Невысокого роста, смуглая такая, но волосы крашенные и очень даже симпатичная фигура.
Но я, конечно, держал себя в узде и глазам воли не давал; и Наташу не спрашивал – это у её подруги отпуск, или как?
Вернувшись с работы, я садился за стол и читал со словарём книги на английском языке или газету британских коммунистов «Morning Star», которую продавали в киосках по 13 коп., а после ужина работал над переводами, так что с гостьей особого общения не поддерживал.
Не знаю, откуда Ира узнала про пополнение на Декабристов 13, но она вдруг начала меня расспрашивать про Наташину подругу, а потом сказала, что сама хочет переехать в Конотоп, и чтоб я поговорил с моими родителями.
В Конотоп я вернулся как на крыльях и сразу же позвал отца с матерью во двор.
Они сели на лавочку под деревом, а я на ступеньку крыльца веранды и рассказал о желании Иры переехать сюда.
Я был совершенно не готов к тому, что произошло дальше.
Моя мать скрестила руки на груди и сказала, что Иру она не примет, потому что вдвоём им тут не ужиться.
Я слышал её слова, но не понимал – как же так? – моя мать всегда была за меня, а теперь сидит на лавочке скрестив руки и говорит, что Иру сюда не пустит.
Я обратился за помощью к отцу – он пожал плечами:
– А что я? Хата на неё записана, она тут хозяйка.
Во дворе давно уже было темно, но в свете лампочки из веранды я видел насколько непримиримо спокойно сидит моя мать – её ничем не уговоришь.
Отец ушёл в дом, а я так и сидел на ступеньке и тупо молчал.
Звякнула калитка и вошла Наташина подруга, но одна, без Наташи.
– А что это вы такие?– и она присела на лавочку рядом с моей матерью.
Та сразу оживилась и начала говорить, что завтра они вчетвером – мои родители, Наташа и Леночка – поедут на Сейм в рембазовский лагерь отдыха на всю неделю, но холодильник полный и всё, что надо, сами себе сготовите.
Подруга поддакивала и повернулась так, чтобы свет из веранды рельефно обрисовывал её большие груди обтянутые мягкой водолазкой.

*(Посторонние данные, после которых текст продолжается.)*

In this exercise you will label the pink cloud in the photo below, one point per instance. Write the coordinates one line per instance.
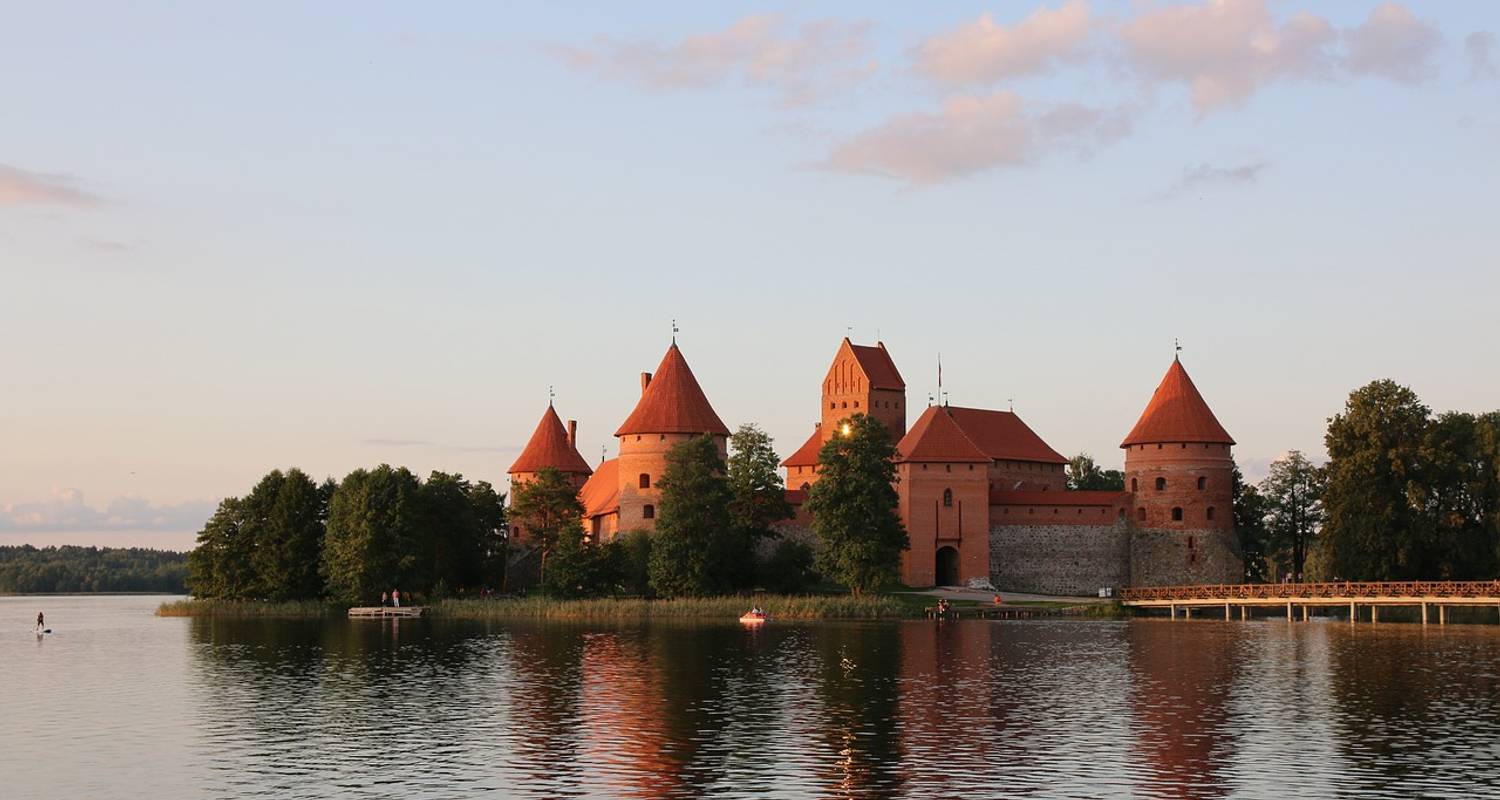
(803, 63)
(26, 188)
(1392, 44)
(1226, 50)
(983, 51)
(971, 134)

Даже ошарашенный результатом переговоров с родителями, я понял, что обречён, и что если меня оставить один на один с такой грудью, без никого во всей хате, никакая узда не выдержит. Себя-то я знаю – за целую неделю мою праведность не спасёт даже совпадение её имени с именем моей матери.
И чем ни был заполнен холодильник, но преуготованный к закланию агнец невинный – это я.
На следующий день после работы я не пошёл, как обычно, вдоль путей и заводской стены, а сел на поселковый трамвай и доехал до тринадцатой школы.
Оттуда я двинулся вдоль по Нежинской, заходя во дворы хат с одним и тем же вопросом:
– Где тут можно найти квартиру?
В тридцать каком-то номере мне сказали, что в хате под берёзой напротив Нежинского магазина, кажется, сдают.
Берёза нашлась где сказано и до того старинная, что кирпичная хата под ней смотрелась совсем маленькой, хотя на самом деле состояла из двух комнат и кухни, не считая полутёмного коридора-веранды.